If you’re an avid gamer you may have seen pro gamers wearing yellow tinted glasses while at tournaments.  Have you ever wondered what exactly those are and why they are wearing them?  They are most likely a pair of Gunnar Optiks.  These glasses are meant to ease the stress on your eyes from looking at a screen for extended periods of time.

I will admit that when I first heard about them I was very skeptical.  My number one concern was that they glasses would tint everything yellow and make my games look weird.  My other concern was dropping $70 – $100 on something that I couldn’t really test for myself.  The reviews online were useless since there are so many positive and negative reviews.  What finally changed my mind was simply for the fact that so many pro gamers swear by them.  Whether or not they are being paid to wear them, they are in fact wearing them and still able to perform at a professional level.

So how and what exactly do Gunnars do?



In a nutshell, the glasses filter out the harmful blue light that LCD, LED, and Fluorescent bulbs emit.  The glare combined with the unnatural light and close proximity to the screen, your eyes strain.  If that strain is going on for hours on hours, it could cause long lasting negative effects.  I’m sure that some of you get headaches after playing for a long time and this is why.


Gunnar Optiks


As you can see, the Gunnars are extremely thin, almost to the point of feeling fragile.  I definitely wouldn’t recommend dropping them from a high position or giving them to your baby to play with.  That being said, it is nice that they are so lightweight and thin.  Headphones fit well over the glasses since they are so thin.  They also come with a fabric bag to store them in.

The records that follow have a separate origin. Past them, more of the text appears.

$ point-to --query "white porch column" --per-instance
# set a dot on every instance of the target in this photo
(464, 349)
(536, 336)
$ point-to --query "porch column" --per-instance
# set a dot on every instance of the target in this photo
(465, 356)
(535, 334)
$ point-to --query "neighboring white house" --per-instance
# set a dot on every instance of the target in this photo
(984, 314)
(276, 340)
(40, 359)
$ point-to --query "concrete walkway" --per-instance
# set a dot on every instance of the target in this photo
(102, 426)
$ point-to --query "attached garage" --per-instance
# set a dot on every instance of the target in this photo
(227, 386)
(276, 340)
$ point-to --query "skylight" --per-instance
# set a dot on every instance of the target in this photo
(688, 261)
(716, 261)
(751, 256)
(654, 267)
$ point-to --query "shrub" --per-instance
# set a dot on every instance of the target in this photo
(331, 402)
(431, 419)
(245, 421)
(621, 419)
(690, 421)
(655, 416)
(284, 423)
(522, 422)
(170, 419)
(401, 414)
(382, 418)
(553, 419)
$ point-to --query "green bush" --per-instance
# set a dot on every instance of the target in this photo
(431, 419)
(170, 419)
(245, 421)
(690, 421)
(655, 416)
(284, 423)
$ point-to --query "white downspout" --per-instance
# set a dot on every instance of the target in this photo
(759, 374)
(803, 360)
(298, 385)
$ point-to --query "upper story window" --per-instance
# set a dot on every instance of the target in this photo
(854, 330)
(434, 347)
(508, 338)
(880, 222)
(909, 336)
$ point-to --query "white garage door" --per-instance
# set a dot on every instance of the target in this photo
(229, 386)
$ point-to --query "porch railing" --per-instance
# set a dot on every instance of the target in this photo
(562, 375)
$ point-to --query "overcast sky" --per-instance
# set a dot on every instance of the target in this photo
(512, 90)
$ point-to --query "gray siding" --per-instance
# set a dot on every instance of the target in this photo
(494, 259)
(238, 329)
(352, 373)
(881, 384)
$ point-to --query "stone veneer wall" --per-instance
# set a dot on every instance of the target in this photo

When I put them on for the first time I was pleasantly surprised that I actually felt my eyes relax.  What was also interesting is the fact that I actually got a headache after a few hours with them on.  I can only assume it’s because I was so used to the other way that changing it caused the headache.  That only happened the first couple times wearing them.  The other aspect that I wasn’t expecting is that it actually makes the screen look like it’s brighter.  I’m not sure what causes that but it’s actually pretty neat.  The yellow tint is there but it’s not as invasive as you might think.  If you’re a really hardcore videophile it would probably bother you but as a non-videophile, I don’t mind the slight tint.


Gunnars come in all kinds of styles and they are not all for Gamers.  They market the glasses to any “hardcore” computer user (programmers, designers, artists, gamers, even business workers).

I’m not positive that any retailer will be reducing prices on these for the Black Friday or Cyber Monday but they are definitely something to look out for.